Here main problem is memory limit :( Here we can use constant extra space.

First I tried a O(n^2) method [without any extra memory] which gave me TLE.
Then i tried to use priority queue [extra memory] which gave me MLE :(

Any idea how to solve the problem with constant extra space and within time limit.

Answer 1

I believe I found a solution that is similar to that of @AliAkber but is slightly easier to understand (I keep track of fewer variables).

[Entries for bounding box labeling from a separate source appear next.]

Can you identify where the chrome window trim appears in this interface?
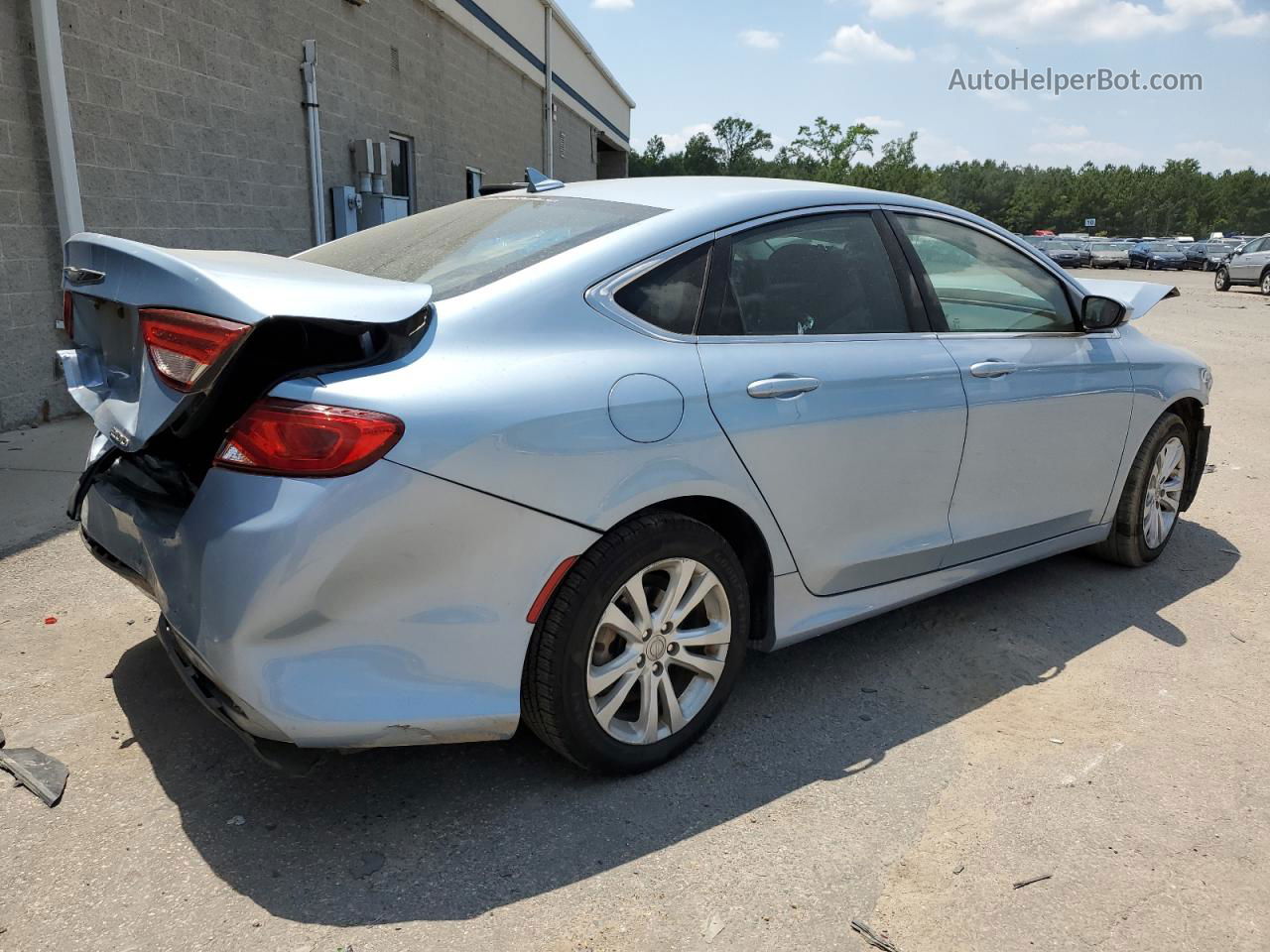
[698,330,939,344]
[935,327,1120,340]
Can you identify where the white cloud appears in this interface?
[816,23,915,62]
[1169,140,1256,172]
[915,130,974,165]
[974,89,1031,113]
[920,44,961,66]
[1209,13,1270,37]
[856,115,904,132]
[736,29,781,50]
[1028,139,1142,167]
[867,0,1270,43]
[988,46,1024,69]
[644,122,713,154]
[1036,119,1089,139]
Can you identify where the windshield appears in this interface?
[296,195,666,299]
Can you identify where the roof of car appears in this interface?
[528,176,947,210]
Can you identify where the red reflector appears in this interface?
[140,307,248,391]
[63,291,75,339]
[214,398,405,476]
[525,556,577,625]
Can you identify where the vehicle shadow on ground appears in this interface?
[113,523,1237,925]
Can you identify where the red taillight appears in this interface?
[214,398,405,476]
[63,291,75,340]
[525,556,577,625]
[140,307,248,391]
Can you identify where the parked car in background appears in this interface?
[1040,239,1080,268]
[1212,235,1270,296]
[1187,240,1243,272]
[61,174,1211,774]
[1089,241,1133,271]
[1129,240,1187,272]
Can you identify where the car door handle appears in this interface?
[745,377,821,400]
[970,361,1019,377]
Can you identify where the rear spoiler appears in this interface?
[1080,278,1183,321]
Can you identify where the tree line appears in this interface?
[630,117,1270,237]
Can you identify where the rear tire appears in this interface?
[1089,413,1192,567]
[521,513,749,774]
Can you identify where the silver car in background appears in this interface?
[1089,241,1133,271]
[61,177,1211,772]
[1212,235,1270,298]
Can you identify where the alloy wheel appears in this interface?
[586,558,731,744]
[1142,436,1187,548]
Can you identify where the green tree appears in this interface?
[781,115,877,181]
[682,132,724,176]
[713,115,772,176]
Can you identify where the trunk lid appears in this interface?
[59,234,432,451]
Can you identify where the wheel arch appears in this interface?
[1161,398,1207,513]
[622,496,776,647]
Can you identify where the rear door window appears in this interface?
[895,214,1076,332]
[296,195,666,300]
[702,212,912,336]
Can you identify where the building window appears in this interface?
[389,133,416,214]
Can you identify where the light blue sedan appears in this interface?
[61,176,1211,772]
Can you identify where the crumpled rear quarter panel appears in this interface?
[85,461,598,747]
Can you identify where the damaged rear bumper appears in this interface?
[81,461,598,767]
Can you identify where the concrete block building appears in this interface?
[0,0,634,430]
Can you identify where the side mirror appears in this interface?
[1080,295,1125,331]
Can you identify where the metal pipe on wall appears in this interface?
[31,0,83,250]
[300,40,326,245]
[543,0,555,178]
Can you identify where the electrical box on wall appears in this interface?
[357,195,410,230]
[330,139,410,237]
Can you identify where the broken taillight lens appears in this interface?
[140,307,248,393]
[213,398,405,476]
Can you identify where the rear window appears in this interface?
[296,195,666,299]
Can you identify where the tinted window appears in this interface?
[296,195,666,299]
[613,242,710,334]
[898,214,1076,332]
[713,214,909,336]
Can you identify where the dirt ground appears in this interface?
[0,272,1270,952]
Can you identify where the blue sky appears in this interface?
[557,0,1270,172]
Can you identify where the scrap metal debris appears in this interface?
[0,740,69,806]
[1015,874,1054,890]
[851,919,899,952]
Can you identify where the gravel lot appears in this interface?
[0,272,1270,952]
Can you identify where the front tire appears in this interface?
[521,513,749,774]
[1092,413,1192,567]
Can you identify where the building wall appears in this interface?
[0,0,624,429]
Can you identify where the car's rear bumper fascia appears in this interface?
[81,461,599,748]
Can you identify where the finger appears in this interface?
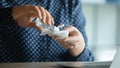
[51,16,54,25]
[33,6,42,18]
[27,22,43,31]
[64,26,78,32]
[39,7,46,23]
[45,10,52,25]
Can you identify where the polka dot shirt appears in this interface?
[0,0,93,62]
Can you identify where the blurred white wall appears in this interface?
[83,0,120,61]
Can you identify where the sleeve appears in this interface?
[0,7,15,27]
[63,0,94,61]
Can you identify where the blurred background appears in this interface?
[82,0,120,61]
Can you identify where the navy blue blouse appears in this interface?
[0,0,94,62]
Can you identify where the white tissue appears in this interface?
[34,18,69,39]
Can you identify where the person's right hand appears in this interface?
[12,5,54,28]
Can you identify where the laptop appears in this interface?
[58,47,120,68]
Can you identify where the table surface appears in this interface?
[0,61,111,68]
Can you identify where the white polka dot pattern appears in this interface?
[0,0,93,62]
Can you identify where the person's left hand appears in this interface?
[52,26,85,56]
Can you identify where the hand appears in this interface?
[12,5,54,28]
[52,26,85,56]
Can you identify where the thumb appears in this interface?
[27,22,43,31]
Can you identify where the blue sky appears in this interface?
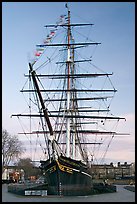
[2,2,135,164]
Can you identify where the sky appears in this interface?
[2,2,135,162]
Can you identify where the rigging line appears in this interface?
[100,135,114,163]
[29,75,32,160]
[31,75,50,158]
[36,30,64,70]
[71,11,91,23]
[17,116,31,143]
[75,28,95,43]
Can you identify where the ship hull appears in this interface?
[40,157,93,196]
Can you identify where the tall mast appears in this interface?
[66,7,71,157]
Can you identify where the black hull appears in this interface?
[42,157,93,196]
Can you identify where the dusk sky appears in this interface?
[2,2,135,162]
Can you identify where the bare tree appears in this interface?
[2,129,25,167]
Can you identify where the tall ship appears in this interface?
[13,3,125,195]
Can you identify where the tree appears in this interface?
[16,158,42,179]
[2,129,25,167]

It passed all tests on InterviewBit

Here's the code (Java):

public int kthsmallest(final List<Integer> a, int k) {
    int lo = Integer.MIN_VALUE;
    int hi = Integer.MAX_VALUE;
    int champ = -1;

    for (int i = 0; i < a.size(); i++) {
        int iVal = a.get(i);
        int count = 0;

        if (!(iVal > lo && iVal < hi)) continue;

        for (int j = 0; j < a.size(); j++) {
            if (a.get(j) <= iVal) count++;

            if (count > k) break;
        }

        if (count > k && iVal < hi) hi = iVal;
        if (count < k && iVal > lo) lo = iVal;

        if (count >= k && (champ == -1 || iVal < champ))
            champ = iVal;  
    }

    return champ;
}

Answer 2

Binary search on the answer for the problem.

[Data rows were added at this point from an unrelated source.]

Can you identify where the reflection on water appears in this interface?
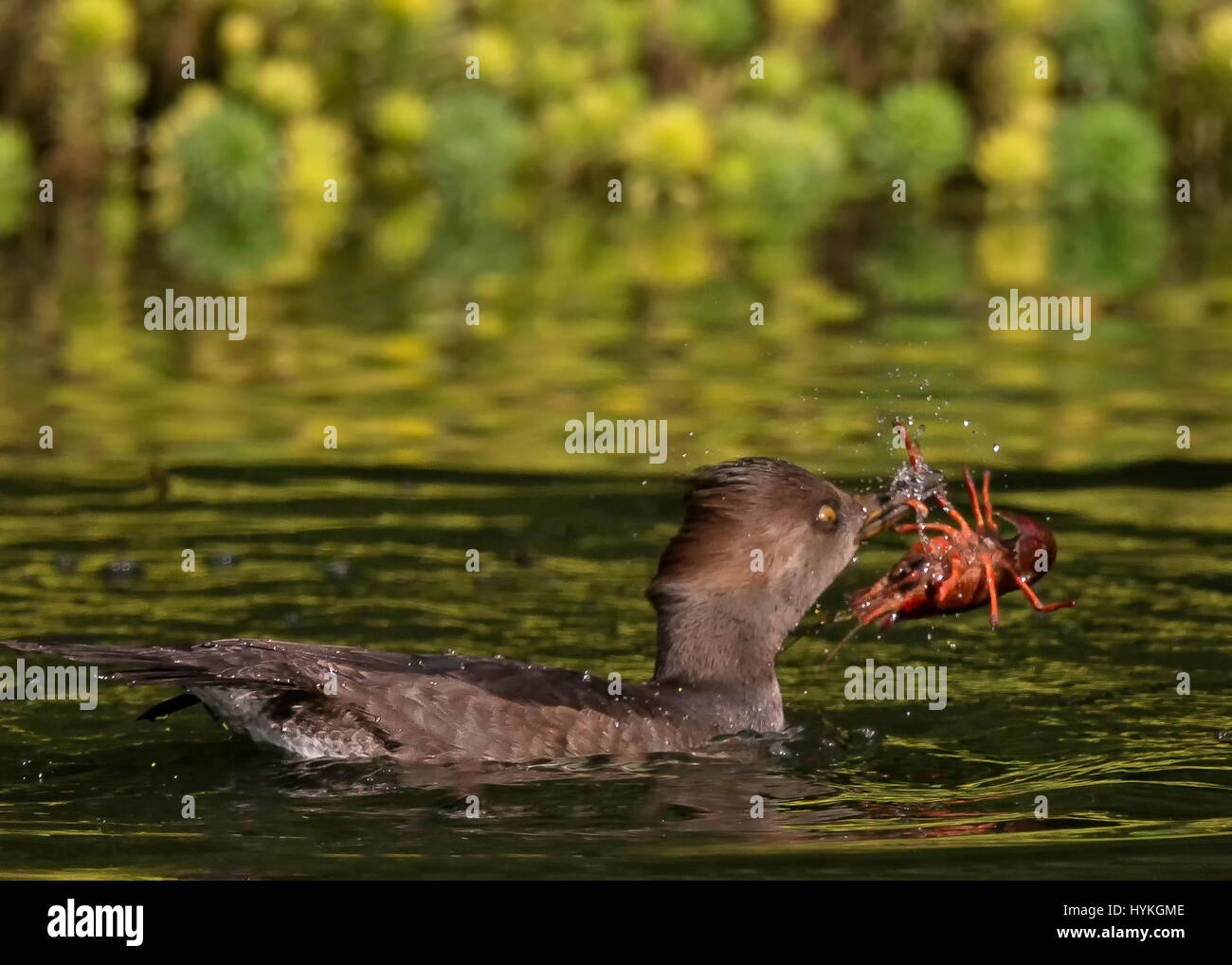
[0,456,1232,878]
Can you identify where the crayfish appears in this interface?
[830,423,1076,657]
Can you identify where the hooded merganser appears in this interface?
[3,457,941,763]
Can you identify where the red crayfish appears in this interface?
[850,423,1076,628]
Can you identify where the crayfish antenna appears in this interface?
[822,624,863,670]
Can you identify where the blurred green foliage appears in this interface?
[0,0,1232,478]
[0,0,1232,284]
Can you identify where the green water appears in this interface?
[0,212,1232,878]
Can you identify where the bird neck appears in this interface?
[654,592,804,731]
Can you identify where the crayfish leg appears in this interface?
[895,522,960,538]
[936,493,970,533]
[962,465,985,529]
[1014,574,1078,613]
[969,555,1000,629]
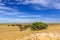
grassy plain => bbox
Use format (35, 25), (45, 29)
(0, 24), (60, 40)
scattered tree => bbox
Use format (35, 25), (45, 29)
(31, 22), (48, 30)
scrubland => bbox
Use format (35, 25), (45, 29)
(0, 24), (60, 40)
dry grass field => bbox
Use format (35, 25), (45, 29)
(0, 24), (60, 40)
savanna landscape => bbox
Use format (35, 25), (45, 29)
(0, 0), (60, 40)
(0, 24), (60, 40)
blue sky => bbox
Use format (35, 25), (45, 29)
(0, 0), (60, 23)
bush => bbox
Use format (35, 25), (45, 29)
(31, 22), (48, 30)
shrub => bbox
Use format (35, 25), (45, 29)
(31, 22), (48, 30)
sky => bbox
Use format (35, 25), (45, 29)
(0, 0), (60, 23)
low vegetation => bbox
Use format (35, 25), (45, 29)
(12, 22), (48, 31)
(31, 22), (48, 30)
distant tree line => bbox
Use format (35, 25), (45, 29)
(8, 22), (48, 31)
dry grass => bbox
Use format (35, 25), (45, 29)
(0, 24), (60, 40)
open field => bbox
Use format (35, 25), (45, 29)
(0, 24), (60, 40)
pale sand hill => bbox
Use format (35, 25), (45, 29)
(0, 24), (60, 40)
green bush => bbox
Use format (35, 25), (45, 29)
(31, 22), (48, 30)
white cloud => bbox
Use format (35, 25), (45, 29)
(53, 3), (60, 9)
(0, 3), (5, 6)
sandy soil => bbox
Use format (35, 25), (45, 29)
(0, 24), (60, 40)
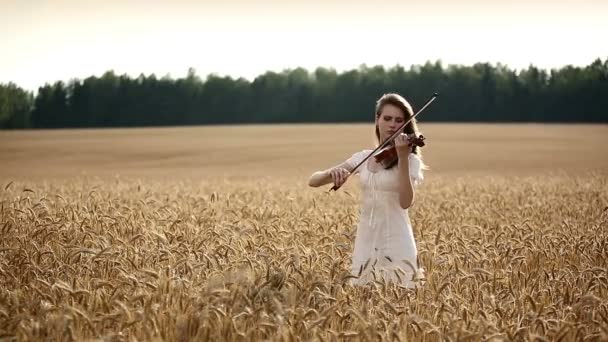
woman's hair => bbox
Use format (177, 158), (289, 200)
(376, 93), (422, 156)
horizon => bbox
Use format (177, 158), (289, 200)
(0, 0), (608, 92)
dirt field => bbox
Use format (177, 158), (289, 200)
(0, 124), (608, 341)
(0, 124), (608, 180)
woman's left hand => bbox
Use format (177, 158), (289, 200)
(395, 133), (413, 155)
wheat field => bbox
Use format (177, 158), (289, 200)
(0, 124), (608, 341)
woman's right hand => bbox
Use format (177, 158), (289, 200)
(329, 167), (350, 187)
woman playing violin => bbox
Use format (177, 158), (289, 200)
(309, 93), (425, 288)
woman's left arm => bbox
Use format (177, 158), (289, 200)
(395, 133), (414, 209)
(397, 151), (414, 209)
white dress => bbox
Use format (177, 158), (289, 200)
(347, 150), (424, 288)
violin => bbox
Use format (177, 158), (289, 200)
(374, 134), (426, 169)
(329, 93), (439, 191)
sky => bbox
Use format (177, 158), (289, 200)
(0, 0), (608, 91)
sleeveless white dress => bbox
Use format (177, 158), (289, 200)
(346, 150), (424, 288)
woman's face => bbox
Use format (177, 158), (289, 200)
(376, 104), (405, 143)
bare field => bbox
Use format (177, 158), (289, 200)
(0, 123), (608, 180)
(0, 124), (608, 341)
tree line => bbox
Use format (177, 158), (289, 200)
(0, 59), (608, 128)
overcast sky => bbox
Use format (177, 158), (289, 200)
(0, 0), (608, 90)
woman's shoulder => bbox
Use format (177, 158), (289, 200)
(346, 149), (373, 168)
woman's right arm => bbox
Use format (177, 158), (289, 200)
(308, 162), (351, 188)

2 major observations here :

• Given that all values in the array are of type 'int', their range can be defined as [0, 2^31]. That would be your search space.
• Given a value x, I can always tell in O(n) if the kth smallest element is smaller than x or greater than x.

A rough pseudocode :

start = 0, end = 2^31 - 1
while start <= end
  x = (start + end ) / 2
  less = number of elements less than or equal to x
  if less > k
    end = x - 1
  elif less < k
    start = x + 1
  else
    ans = x
    end = x - 1 
return ans        

Hope this helps.

Answer 3

You can use a O(n^2) method with some pruning, which will make the program like O(nlogn) :)

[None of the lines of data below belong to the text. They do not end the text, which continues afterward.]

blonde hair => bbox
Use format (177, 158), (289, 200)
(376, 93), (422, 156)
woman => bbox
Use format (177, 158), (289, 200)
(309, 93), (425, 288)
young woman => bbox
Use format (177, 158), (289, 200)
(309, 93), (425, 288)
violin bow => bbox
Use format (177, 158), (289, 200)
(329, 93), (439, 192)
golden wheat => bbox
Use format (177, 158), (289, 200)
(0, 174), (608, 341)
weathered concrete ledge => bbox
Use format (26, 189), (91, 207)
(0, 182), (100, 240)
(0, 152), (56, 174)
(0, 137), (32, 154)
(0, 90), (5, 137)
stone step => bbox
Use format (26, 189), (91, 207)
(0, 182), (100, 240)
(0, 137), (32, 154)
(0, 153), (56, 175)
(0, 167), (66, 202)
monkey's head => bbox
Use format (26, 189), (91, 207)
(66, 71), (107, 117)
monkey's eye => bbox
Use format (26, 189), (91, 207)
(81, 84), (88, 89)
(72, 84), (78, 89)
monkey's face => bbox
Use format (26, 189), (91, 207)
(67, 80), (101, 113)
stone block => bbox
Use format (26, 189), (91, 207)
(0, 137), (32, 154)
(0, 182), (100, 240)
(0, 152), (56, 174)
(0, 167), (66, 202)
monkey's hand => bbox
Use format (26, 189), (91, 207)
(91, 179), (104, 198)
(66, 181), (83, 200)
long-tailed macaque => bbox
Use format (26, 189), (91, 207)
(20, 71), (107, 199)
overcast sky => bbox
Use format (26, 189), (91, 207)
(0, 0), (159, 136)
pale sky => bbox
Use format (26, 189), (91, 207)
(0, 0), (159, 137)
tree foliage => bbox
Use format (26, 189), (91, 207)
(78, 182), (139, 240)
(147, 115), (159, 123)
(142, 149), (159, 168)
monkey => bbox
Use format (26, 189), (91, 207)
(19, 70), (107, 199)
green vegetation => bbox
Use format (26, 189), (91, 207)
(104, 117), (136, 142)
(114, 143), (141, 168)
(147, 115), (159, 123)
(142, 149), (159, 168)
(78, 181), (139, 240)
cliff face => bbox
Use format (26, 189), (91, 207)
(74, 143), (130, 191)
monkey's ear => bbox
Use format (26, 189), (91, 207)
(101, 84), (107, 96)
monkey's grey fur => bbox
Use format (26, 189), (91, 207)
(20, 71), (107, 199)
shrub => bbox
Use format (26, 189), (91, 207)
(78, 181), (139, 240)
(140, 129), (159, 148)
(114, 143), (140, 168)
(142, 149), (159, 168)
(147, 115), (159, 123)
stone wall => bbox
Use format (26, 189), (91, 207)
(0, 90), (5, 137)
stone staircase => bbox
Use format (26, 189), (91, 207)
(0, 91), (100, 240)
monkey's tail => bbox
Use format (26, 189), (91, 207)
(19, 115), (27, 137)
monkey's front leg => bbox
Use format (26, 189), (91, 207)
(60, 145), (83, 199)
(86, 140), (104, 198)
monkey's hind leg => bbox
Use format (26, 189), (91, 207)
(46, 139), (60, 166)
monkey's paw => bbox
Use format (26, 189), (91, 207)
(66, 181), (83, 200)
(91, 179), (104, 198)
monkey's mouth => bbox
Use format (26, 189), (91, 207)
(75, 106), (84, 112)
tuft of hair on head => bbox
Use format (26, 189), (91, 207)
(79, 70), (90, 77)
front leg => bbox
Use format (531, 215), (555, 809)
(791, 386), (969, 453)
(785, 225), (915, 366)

1. Declare two variable low = maximum value which position is less than k and high = lowest value which position is greater than k
2. Keep track of the low and high value you already processed.
3. Whenever a new value comes check if it is in the [low , high] boundary. If yes then process it otherwise skip the value.

That's it :) I think it will pass both TLE and MLE :)

Have a look at my code :

int low=0,high=1e9;
for(int i=0;i<n;i++) // n is the total number of element
{
    if(!(A[i]>=low&&A[i]<=high)) // A is the array in which the element are saved
      continue;
    int cnt=0,cnt1=0; // cnt is for the strictly less value and cnt1 for same value. Because value can be duplicate.
    for(int j=0;j<n;j++)
    {
        if(i!=j&&A[i]>A[j])
          cnt++;
        if(A[i]==A[j])
          cnt1++;
        if(cnt>k)
          break;
    }
    if(cnt+cnt1<k)
      low=A[i]+1;
    else if(cnt>=k)
      high=A[i]-1;
    if(cnt<k&&(cnt+cnt1)>=k)
    {
        return A[i];
    }
}

Answer 4

You can do an in-place Selection Algorithm.

The idea is similar to quicksort, but recurse only on the relevant part of the array, not all of it. Note that the algorithm can be implemented with O(1) extra space pretty easily - since it's recursive call is a tail call.

This leads to an O(n) solution on average case (just be sure to pick a pivot at random in order to make sure you don't fall into pre-designed edge cases such as a sorted list). That can be improved to worst case O(n) using median of median technique, but with significantly worse constants.